The other day I gave her a Dannon fruit smoothie. Specifically, it was the "Danimals" product -- a smoothie for kids. She drank it down, wiped her mouth and yelled:
But perhaps her biggest product obsession so far has been with the Sham Wow, a super-absorbent towel sold via infomercial.
Claire was fascinated from the get-go. "What's that box?!" she asked when we saw the delivery on our doorstep. I was like, "Oh, that must be the Sham Wow."
Both kids were highly impressed by the name. After all, it has the word "wow" in it. They demanded to know more.
"It's a super-absorbent towel," I explained. "It soaks up a lot of water."
We took a few out and examined them.

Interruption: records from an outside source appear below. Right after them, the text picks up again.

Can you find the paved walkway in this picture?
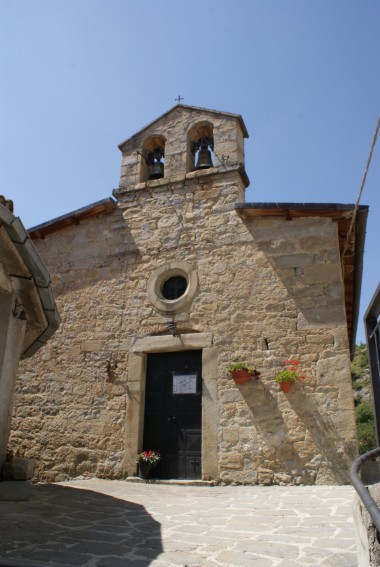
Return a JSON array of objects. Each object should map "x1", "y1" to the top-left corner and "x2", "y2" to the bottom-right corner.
[{"x1": 0, "y1": 479, "x2": 357, "y2": 567}]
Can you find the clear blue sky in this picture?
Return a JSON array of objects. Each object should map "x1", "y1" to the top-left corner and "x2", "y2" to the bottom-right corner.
[{"x1": 0, "y1": 0, "x2": 380, "y2": 342}]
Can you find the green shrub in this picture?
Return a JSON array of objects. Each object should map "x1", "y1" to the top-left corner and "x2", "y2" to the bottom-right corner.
[
  {"x1": 355, "y1": 402, "x2": 373, "y2": 423},
  {"x1": 357, "y1": 420, "x2": 376, "y2": 455}
]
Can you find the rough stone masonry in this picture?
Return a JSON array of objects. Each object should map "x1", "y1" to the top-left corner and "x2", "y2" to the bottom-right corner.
[{"x1": 11, "y1": 105, "x2": 366, "y2": 484}]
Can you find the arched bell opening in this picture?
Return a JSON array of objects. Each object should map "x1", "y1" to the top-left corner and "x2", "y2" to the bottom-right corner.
[
  {"x1": 140, "y1": 136, "x2": 166, "y2": 181},
  {"x1": 186, "y1": 121, "x2": 214, "y2": 171}
]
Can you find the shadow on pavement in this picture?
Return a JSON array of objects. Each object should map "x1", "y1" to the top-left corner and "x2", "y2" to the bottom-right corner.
[{"x1": 0, "y1": 484, "x2": 163, "y2": 567}]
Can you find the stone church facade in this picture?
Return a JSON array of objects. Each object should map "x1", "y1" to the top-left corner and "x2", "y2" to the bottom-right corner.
[{"x1": 11, "y1": 105, "x2": 367, "y2": 484}]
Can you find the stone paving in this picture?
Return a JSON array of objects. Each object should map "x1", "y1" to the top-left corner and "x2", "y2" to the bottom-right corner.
[{"x1": 0, "y1": 479, "x2": 357, "y2": 567}]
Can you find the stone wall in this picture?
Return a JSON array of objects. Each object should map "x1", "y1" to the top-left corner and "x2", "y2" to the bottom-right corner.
[{"x1": 11, "y1": 166, "x2": 356, "y2": 484}]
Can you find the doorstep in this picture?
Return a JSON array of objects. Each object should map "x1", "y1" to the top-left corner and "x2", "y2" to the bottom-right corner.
[{"x1": 124, "y1": 476, "x2": 217, "y2": 486}]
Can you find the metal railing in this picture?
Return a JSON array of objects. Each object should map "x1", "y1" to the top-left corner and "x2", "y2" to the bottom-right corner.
[{"x1": 350, "y1": 447, "x2": 380, "y2": 533}]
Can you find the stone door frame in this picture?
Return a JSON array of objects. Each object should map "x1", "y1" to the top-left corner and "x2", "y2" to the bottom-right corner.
[{"x1": 124, "y1": 333, "x2": 218, "y2": 480}]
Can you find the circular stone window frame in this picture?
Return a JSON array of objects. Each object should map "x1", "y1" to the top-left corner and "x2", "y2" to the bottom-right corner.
[{"x1": 147, "y1": 262, "x2": 198, "y2": 314}]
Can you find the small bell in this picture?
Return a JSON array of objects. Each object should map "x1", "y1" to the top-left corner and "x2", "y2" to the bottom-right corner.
[
  {"x1": 195, "y1": 148, "x2": 213, "y2": 169},
  {"x1": 195, "y1": 136, "x2": 214, "y2": 169}
]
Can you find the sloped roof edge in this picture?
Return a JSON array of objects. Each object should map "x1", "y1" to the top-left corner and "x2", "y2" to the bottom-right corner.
[
  {"x1": 28, "y1": 197, "x2": 116, "y2": 239},
  {"x1": 118, "y1": 104, "x2": 249, "y2": 150},
  {"x1": 0, "y1": 204, "x2": 61, "y2": 358},
  {"x1": 235, "y1": 203, "x2": 369, "y2": 356}
]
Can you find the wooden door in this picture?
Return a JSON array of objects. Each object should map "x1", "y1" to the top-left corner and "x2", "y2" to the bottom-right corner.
[{"x1": 143, "y1": 350, "x2": 202, "y2": 479}]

They looked normal to me, but the kids were awestruck.
It was almost too much for them to take.
Paper towels, napkins, even cloth towels were totally useless. Annoyingly inferior. The only acceptable option was the Sham Wow. Claire even walked around holding one, in case of a spill.
When she got out of the bath, she wanted to use a Sham Wow to squeeze the water out of her hair.
She would look up to the sky and shout, "Santa! I need more Sham Wows for Christmas!"
And she would tell her friends, in a low and serious voice, "We have Sham Wows. Do you want to see one? They soak up so much water."
In retrospect, I should have seized the moment and pitched her as a spokeskid for Sham Wow. But I waited too long, and eventually her passion for Sham Wows ebbed. Now she will use one if it's around but otherwise she's fine with normal towels.
The kid's got potential, though. If she's enthusiastic about a product, there's no stopping her. And obviously she can recite jingles with the best of them.
Maybe she could pitch the George Foreman Grill? The ThighMaster? The Snuggie?